A SMILING Abiola Jacobs walked out of the Georgetown High Court a free woman after a 12-member jury found her not guilty of the alleged January 31, 2014 murder of Donna Taylor.
The accused sprinted down the steps of the High Court with her relatives in tow after the verdict was announced by Justice James Bovell-Drakes.
The group was hugging and jumping up as they walked off into the busy downtown streets and disappeared after the jury returned a not guilty verdict after several hours of deliberations.
After the foreman announced the verdict, the judge told the accused that she was free to go, and she was led away into the corridors of the High Court smiling.
The state was represented by Mandel Moore in association with Lisa Cave while the defence attorney was Adrian Thompson.
Police reported that Taylor’s body was found aback her Agricola home on Friday, January 31, 2014 with her throat slit, her hands bound behind her and a cloth wrapped around her neck.

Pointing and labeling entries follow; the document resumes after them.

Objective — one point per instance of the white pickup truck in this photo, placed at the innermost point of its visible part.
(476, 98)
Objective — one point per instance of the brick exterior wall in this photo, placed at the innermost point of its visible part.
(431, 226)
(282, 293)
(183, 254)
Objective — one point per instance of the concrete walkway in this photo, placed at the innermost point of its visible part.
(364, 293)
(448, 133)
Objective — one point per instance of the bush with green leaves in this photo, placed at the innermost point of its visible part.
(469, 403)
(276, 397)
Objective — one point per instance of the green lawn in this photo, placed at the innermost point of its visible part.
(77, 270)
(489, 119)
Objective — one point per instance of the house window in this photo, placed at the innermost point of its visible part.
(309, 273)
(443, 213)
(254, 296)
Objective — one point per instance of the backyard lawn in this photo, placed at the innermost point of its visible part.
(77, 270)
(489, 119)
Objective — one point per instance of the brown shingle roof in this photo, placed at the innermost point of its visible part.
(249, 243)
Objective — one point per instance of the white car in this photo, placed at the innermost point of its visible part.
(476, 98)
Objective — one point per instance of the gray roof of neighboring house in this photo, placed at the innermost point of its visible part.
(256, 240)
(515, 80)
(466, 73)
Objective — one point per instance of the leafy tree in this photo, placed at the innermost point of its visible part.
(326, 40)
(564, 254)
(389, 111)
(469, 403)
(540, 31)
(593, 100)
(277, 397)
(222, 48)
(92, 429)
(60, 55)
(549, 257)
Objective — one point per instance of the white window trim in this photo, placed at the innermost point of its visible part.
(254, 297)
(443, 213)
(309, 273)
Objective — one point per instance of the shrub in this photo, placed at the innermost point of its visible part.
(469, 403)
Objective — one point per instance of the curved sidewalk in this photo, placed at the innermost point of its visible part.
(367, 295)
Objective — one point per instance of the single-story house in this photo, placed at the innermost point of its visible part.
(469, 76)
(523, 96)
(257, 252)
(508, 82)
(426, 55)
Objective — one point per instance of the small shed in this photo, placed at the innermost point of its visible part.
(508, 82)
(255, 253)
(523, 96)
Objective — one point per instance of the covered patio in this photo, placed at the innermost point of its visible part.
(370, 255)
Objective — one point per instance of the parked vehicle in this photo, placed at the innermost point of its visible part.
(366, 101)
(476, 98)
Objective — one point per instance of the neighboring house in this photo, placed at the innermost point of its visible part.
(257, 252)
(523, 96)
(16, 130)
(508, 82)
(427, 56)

According to the police report, Samantha Sabatt, who had been a guest at the deceased’s home at the time of the incident, and who was the state’s star witness, placed the accused at the scene on the night in question. She further said she jumped from the window onto the veranda of the two-storey house in Agricola after she heard a man’s voice saying “open the door” and knew she was in danger.
Jacobs, of Lot 55 Evan Phillips Park, Agricola, East Bank Demerara, was the girlfriend of the dead woman’s son, Bertram Taylor, Jr. but the young man had reportedly broken off the relationship with her and was at the time seeing Sabatt who was a guest at their house.
Sabatt had travelled to Guyana from the United Kingdom to attend the funeral of her father and was staying at Taylor’s residence back then.
A post-mortem conducted by Dr. Nehaul Singh gave the cause of death as shock and haemorrhage due to an incised wound to the neck, compounded by blunt force trauma to the head.